In Frank’s reading of Levinas, this poses an uncomfortable question about empathy. When we look at what someone else is going through and mistake our empathic reaction for their suffering, we blanket their experience with our own. Empathy places alterity under strain.

Empathy tends towards unification: either my projecting what would make me feel better onto you, or my fusing with your suffering. … Seeing the face requires alterity. I must recognise that there are aspects of your suffering that I can never imagine and I can never touch.

Restraint: it’s a tough standard for times of social grieving, when it feels as though we’re all keening and wailing through our common loss of faith. But maybe getting straight with this loss of faith might be a way that we can build something new together.

4

It’s been a year.

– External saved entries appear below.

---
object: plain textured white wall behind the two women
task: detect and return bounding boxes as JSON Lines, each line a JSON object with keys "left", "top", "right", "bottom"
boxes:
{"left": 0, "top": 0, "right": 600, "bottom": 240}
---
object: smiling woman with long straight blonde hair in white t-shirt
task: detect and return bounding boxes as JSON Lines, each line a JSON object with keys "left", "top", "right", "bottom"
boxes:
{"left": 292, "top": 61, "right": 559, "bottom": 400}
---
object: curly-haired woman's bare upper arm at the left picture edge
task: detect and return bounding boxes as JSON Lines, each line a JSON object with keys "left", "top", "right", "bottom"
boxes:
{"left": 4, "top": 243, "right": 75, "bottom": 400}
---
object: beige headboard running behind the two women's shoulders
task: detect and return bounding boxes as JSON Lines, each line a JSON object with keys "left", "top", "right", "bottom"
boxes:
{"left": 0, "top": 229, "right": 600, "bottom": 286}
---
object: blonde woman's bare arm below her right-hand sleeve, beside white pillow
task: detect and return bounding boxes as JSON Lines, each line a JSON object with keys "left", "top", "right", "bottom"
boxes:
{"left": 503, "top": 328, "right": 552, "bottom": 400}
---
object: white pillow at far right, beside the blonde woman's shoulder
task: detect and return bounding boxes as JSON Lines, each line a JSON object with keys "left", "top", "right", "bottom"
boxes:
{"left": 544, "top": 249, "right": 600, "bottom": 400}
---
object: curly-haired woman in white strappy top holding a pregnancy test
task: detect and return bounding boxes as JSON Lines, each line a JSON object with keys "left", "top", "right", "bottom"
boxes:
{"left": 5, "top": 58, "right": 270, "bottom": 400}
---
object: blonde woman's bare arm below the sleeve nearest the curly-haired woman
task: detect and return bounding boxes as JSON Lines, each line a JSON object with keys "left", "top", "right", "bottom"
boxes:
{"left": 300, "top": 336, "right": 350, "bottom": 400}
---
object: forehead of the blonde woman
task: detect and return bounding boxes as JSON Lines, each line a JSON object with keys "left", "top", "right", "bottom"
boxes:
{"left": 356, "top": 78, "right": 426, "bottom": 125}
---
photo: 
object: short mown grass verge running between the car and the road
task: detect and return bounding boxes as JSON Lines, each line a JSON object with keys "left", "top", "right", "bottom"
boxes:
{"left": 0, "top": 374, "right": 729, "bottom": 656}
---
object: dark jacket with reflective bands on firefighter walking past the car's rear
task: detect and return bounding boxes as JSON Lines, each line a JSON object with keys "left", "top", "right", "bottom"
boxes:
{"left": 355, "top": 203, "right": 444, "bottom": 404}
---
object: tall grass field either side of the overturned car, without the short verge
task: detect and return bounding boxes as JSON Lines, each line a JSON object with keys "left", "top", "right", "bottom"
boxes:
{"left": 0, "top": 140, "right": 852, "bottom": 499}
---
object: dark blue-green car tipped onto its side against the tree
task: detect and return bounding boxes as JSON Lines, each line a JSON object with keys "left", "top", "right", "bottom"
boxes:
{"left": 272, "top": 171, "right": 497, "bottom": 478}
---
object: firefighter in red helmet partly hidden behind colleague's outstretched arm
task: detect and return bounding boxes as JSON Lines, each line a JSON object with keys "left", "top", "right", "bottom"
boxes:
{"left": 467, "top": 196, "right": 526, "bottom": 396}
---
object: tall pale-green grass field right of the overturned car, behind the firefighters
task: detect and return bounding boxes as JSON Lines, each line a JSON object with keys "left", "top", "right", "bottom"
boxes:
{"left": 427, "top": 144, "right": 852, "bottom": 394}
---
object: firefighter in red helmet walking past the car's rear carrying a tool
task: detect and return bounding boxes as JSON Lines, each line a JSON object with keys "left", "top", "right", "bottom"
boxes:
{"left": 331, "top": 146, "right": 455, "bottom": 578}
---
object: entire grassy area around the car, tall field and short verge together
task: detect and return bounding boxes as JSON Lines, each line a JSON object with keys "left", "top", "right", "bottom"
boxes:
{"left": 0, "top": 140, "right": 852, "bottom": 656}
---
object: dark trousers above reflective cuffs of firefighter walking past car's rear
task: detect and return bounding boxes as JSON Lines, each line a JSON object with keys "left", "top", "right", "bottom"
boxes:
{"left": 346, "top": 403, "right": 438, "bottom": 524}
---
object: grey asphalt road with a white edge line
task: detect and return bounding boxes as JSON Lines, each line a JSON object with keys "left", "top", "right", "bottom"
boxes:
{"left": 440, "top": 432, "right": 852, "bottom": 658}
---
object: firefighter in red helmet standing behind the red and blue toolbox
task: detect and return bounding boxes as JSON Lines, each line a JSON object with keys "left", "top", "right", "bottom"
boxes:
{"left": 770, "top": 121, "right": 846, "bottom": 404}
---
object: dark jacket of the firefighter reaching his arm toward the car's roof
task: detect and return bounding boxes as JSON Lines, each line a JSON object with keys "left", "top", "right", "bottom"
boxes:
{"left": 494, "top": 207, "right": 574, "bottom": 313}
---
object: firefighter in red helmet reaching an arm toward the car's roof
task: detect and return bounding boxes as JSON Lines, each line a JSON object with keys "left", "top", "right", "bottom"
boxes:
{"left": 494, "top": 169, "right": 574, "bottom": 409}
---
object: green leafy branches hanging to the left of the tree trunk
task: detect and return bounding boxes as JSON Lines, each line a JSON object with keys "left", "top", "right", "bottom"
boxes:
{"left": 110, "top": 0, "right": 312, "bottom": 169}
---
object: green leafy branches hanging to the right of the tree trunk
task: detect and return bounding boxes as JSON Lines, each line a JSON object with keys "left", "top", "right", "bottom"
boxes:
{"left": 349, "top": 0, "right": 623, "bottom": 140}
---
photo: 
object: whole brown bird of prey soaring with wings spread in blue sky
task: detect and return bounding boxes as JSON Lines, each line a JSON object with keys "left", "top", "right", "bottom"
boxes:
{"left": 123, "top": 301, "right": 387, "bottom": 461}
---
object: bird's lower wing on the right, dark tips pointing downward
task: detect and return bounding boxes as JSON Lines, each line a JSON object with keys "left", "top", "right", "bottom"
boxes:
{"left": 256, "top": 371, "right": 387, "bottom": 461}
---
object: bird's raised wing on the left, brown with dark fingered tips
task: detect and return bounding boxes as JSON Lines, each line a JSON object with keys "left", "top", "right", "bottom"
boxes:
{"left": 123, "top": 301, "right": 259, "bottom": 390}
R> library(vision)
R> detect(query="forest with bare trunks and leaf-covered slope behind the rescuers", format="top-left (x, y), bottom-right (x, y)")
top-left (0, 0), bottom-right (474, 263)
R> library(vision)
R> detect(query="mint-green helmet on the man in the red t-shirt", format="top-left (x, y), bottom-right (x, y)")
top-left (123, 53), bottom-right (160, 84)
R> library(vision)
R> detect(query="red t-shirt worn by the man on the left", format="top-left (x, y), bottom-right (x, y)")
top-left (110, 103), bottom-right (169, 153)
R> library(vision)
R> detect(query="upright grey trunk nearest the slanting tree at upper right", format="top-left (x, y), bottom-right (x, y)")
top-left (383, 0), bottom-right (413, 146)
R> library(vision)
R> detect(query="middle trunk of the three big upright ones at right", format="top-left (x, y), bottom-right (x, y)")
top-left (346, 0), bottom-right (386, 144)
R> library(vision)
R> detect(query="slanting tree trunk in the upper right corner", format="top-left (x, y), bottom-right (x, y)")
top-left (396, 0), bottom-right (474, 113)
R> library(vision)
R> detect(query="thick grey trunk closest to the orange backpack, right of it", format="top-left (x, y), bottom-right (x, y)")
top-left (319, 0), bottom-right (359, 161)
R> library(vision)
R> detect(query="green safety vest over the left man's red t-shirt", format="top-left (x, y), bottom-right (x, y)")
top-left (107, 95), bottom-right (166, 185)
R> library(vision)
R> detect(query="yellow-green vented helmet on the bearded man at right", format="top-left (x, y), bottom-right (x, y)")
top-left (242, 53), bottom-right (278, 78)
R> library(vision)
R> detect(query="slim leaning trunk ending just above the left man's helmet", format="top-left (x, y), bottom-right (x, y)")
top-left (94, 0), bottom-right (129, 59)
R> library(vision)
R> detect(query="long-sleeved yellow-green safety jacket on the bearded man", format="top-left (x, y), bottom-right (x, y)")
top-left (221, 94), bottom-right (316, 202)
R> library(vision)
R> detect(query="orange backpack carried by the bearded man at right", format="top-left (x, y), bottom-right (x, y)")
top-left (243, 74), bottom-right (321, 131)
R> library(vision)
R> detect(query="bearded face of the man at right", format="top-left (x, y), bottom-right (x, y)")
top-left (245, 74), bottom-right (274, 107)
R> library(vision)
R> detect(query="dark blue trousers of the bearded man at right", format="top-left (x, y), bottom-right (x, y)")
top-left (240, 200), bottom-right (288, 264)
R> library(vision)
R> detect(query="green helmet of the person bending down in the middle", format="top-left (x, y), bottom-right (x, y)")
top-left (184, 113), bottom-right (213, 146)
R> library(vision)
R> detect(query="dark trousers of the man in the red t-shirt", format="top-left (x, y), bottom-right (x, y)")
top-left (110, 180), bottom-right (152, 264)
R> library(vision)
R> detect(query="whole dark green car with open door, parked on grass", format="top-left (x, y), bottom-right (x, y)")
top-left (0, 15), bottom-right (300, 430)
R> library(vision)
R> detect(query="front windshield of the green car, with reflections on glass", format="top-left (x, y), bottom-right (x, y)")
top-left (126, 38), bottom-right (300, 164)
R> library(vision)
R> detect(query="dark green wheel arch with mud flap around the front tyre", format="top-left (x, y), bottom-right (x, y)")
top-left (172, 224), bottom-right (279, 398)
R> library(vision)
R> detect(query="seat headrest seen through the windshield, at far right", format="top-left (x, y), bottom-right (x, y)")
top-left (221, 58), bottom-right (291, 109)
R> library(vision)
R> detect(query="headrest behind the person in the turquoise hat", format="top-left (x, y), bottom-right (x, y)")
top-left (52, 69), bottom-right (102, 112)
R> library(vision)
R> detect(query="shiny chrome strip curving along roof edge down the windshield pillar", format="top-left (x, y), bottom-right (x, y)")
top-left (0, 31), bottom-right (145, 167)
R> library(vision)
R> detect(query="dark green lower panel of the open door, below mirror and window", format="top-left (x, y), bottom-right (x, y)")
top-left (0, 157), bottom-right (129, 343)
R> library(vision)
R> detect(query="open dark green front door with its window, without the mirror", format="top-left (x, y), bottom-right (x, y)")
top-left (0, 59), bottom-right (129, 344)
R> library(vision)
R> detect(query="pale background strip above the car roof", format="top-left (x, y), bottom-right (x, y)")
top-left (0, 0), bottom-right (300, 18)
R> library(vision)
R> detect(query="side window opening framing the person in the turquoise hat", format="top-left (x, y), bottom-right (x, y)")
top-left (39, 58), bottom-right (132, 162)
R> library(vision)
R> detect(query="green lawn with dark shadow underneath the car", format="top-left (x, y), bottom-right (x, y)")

Many of us stayed awake all night, keeping candles in our windows and our thoughts, while the rusted machinery of state killing—that has no place at all in this world, none—cranked into action and flung itself on the bodies of people who were already as subjugated to the forces of the world opiate market as anyone else.

When Myuran Sukumaran died, Australia lost a courageous, graceful and visionary thinker, someone who was actively making a better world.

I can’t imagine his mother’s loss. It’s beyond anything I could claim to touch.

5

All this was meant to be gone long ago,

votive lamps, lighting candles,

bowing towards some holy centre of the earth,

yet sometimes we have to

gather up the four corners of our lives,

like the corners of a tablecloth,

to shake out the crumbs;

sometimes we need light

for a journey,

sometimes we even need to bow.

Moya Cannon, ‘Midday at Stockholm Airport’

I’m not a person of faith in any religious sense, not at all, but reading this beautiful poem I wonder if maybe mortality itself can stand in for faith at times like this. It gives us a sense of scale, after all, and a reason to stay awake.

for Tressie

5 Responses

  • In the middle of chemo I had some problems with my care that upset me. Making an appointment with the oncologist who replaced the first one my daughter came along to help me speak but got my feelings wrong. When asked of the new oncologist had she read my record that sat in her lap, she stroked it gently to indicate she knew it all and I realized I wasn’t there. Later by phone the replacement nurse called the phone number in my record to ask if I was still happy. I think the call was for me.

    Reply
    • Kate Bowles

      This is a story that hits me hard as a patient, and all patients I think will recognise that “I realised I wasn’t there” can come from being spoken for, spoken over, by anyone including those who love us. That stroking of the records, that sense of knowing it all — yes, this is how diagnostics sets it up. Thank you Scott, your presence here is really appreciated.

      Reply
  • This is a breathtakingly beautiful post.

    Reply
  • “When we look at what someone else is going through and mistake our empathic reaction for their suffering, we blanket their experience with our own”

    Such beauty, Kate. Thank you

    Reply
    • Maha, you were on my mind tonight as I attended a memorial service for Myuran. Your recent writing on introducing faith to your daughter has really stayed with me. I am rarely in church as I was tonight, and I had my daughter with me, thinking again about mortality as a compass to faith. I don’t believe in a deity of any kind, but I do believe in grace, it turns out. Thank you for this comment.